As the final nail in the coffin of the Taif Agreement draws near the absence of an alternative will see Lebanon no longer recognize itself as an Arab state.
For all of its failings, Taif put an end to the protracted Lebanese civil war.
Within the framework of the agreement Syria took on the role as Lebanon’s guardian, with the mission to protect Beirut’s internal political machine. But, what happens when the guardian can’t protect itself properly, let alone bring another nation under its wing?
As the civil war rages in Syria it’s sometimes overlooked the impact this is having on Lebanon.
There is criticism from across the region deeming sectarianism as the key problem in Lebanon, and one that by simply fixing the issue it will turn everything around.
Lebanon is in fact a bastion for pluralism in the Middle East. Confessionalism plays an active role in the governance of the country and the Taif Agreement was designed to support this.
There is no doubt that sectarian issues are deeply embedded in Lebanese society, but this is true in many states. Why does Northern Ireland function, but Lebanon can’t.
To a large extent religion in fact simply smolders in the background, and is set on fire only when any one of the different factions in Lebanon need to point the finger of blame to deflect from their own misgivings.
No, it isn’t sectarianism: it’s politics that rests at the center of the country’s collapse.
Right now, the institutional paralysis and the incapacity to form a new cabinet links to the abuse of the Taif Agreement by Lebanese politicians. They continue to introduce and entrench new political protocols that conform to their own interests, and not that of the Lebanese people.
Any alternative to the current system of governance will reflect the balance of power already tilting in Hezbollah’s favor. Since the Taif Agreement was signed all those years ago the Middle East has changed dramatically.
Despite the continuous episodes of violence that have plagued the country, brought on by changes in governance, there is always hope that finding a solution is possible.
A semi-presidential system is forming in an attempt to reciprocate the provisions of the Taif Agreement that transferred much of the President’s prerogatives to the council of ministers collectively.
The Higher Defense Council, an ad hoc committee headed by the President, meets when the country is confronted with national internal dangers. Many meetings have been held over the years.
It has become somewhat of a mini-government, presided over by the President, and works in parallel with the incumbent Prime Minister and his cabinet.
President Aoun and his political party, the Free Patriotic Movement (FPM), have hindered the formation of a new proper cabinet for more than a year with the aim of capturing the ‘blocking third’ that allows him to block and hinder the introduction of new legislation.
When Aoun’s tenure as president expires in the autumn of next year, his political heir and son-in-law, Gebran Bassil is waiting in the wings to replace him. Maintaining the blocking third is vital.
Over the years the FPM has pushed to amend the Taif Agreement with the aim of regaining some of the lost presidential prerogatives. This is a moot point really because the FPM and Hezbollah have together been violating its rules for years now.

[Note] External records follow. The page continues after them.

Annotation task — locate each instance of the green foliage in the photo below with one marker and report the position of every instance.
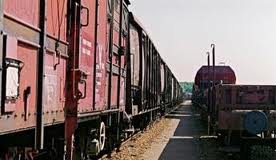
(187, 87)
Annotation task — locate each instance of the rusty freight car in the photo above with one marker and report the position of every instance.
(240, 115)
(75, 76)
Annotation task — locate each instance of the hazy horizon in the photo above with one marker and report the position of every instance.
(244, 33)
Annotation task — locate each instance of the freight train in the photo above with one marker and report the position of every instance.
(77, 76)
(240, 115)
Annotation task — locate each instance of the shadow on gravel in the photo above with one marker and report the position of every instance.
(185, 143)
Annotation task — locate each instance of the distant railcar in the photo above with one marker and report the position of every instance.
(78, 73)
(235, 112)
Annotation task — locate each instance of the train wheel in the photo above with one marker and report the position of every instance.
(102, 136)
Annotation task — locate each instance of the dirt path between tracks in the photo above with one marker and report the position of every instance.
(148, 145)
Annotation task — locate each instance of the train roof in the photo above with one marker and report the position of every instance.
(138, 23)
(225, 73)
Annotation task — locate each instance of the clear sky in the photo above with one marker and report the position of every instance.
(244, 32)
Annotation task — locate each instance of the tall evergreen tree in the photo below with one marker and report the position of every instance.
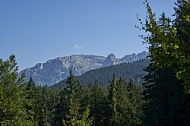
(12, 110)
(170, 40)
(112, 101)
(72, 99)
(31, 104)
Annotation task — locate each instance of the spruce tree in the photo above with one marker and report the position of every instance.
(12, 95)
(72, 99)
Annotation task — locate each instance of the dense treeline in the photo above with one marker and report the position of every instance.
(167, 92)
(104, 75)
(22, 103)
(162, 100)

Although the FPM and Hezbollah differ broadly in their political agendas, the two parties forged an alliance in 2006 and it remains in place, despite the odd disagreement. The alliance has resisted waves of criticism from allies and opponents across the wide political spectrum.
Since his election in 2016, Aoun has trespassed across several constitutional articles, in spite of the oath he swore to that entrusts any president the prerogative to safeguard the constitution.
For example, he violated the constitution by granting himself full partnership in the decision-making process to form a new cabinet
He has manipulated two Prime Ministers that were given the priority remit of forming a new cabinet. Two within under a year.
Aoun and Hezbollah’s has had a long journey paralyzing government institutions. When the Presidency of General Michel Sleiman came to a close in 2014, they blocked the parliamentary quorum needed to elect a new President until a deal was brokered by Saad Hariri and Samir Geagea (head of the Lebanese Forces Party).
The parliament fell short of holding a Presidential election for two and a half years, when finally Aoun was elected in 2016.
For its part, Hezbollah has created its own state within a state. In 2006, it took the unilateral decision to take hostage Israeli soldiers, which in turn dragged Lebanon into a 33-day war leading to the death of more than 1200 citizens.
With the absence of an agreed upon alternative to the Taif Agreement, any new arrangement will put an end to Lebanon classed as an Arab, unified, diversified and open society.
Nevertheless, the Lebanese have a resilience that isn’t present in other parts of the Middle East. They’ve encountered plenty of potholes in their journey, and they will encounter many more in the future.